By Lobsang Wangyal | Tibet Sun
MCLEOD GANJ, India, 25 September 2012
More than 400 Tibetans have converged at their exile headquarters in Dharamshala to find ways to avert the current crisis in Tibet.
For the next four days the exiles will discuss ways and means to challenge the situation in Tibet, which is becoming more and more grave every day with a wave of self-immolation protests against Chinese rule in Tibet.
Exiled Tibetans from 26 countries will convene in small working groups to deliberate on what should be done to express their solidarity with the Tibetans in Tibet.

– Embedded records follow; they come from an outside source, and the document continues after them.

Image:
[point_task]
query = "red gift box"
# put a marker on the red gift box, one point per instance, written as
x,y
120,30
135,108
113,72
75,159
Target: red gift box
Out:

They will also work on methods to reach out to the international community, to seek their support and their intervention to stop what is happening in Tibet.
Speaker of Tibetan Parliament-in-exile Penpa Tsering said that the conclave will be purely for discussing activities that the exile Tibetans could implement to address the grave situation in Tibet.
He said that the main responsibility of the current crisis in Tibet lies with the Chinese government.
Ten working groups will brainstorm for three days on the issue of self-immolations and ways to make the Chinese government understand their own role in the crisis: What is happening inside Tibet and why Tibetans are resorting to such drastic action.
Sikyong Lobsang Sangay said that the majority of the self-immolators were born after the Chinese occupation of Tibet. “The fact that Tibetans after more than 50 years are still protesting, in such a drastic form as self-immolation, clearly indicates that they are protesting the occupation of Tibet and the repressive policies of the Chinese government.”
He said Tibetans want to see concrete action from the Chinese government and the international community. And that international delegations and the media could visit Tibet to assess and report on why these self-immolations are occurring.
Sangay affirmed that the exiled Tibetan administration in Dharamshala still follows the Middle Way as the policy to seek autonomy for Tibet. He said that there will be no change in that policy, and that dialogue will remain as the means to resolve the issue of Tibet.
On the last day of the meeting, a list of activities and strategies will be compiled, to be implemented by Tibetans and Tibet supporters around the world.
About fifty Taiwanese and overseas Chinese are also present to observe the meeting.
On Friday morning the members will participate in a long-life ceremony being offered to Tibetan spiritual leader the Dalai Lama, by the Central Tibetan Administration.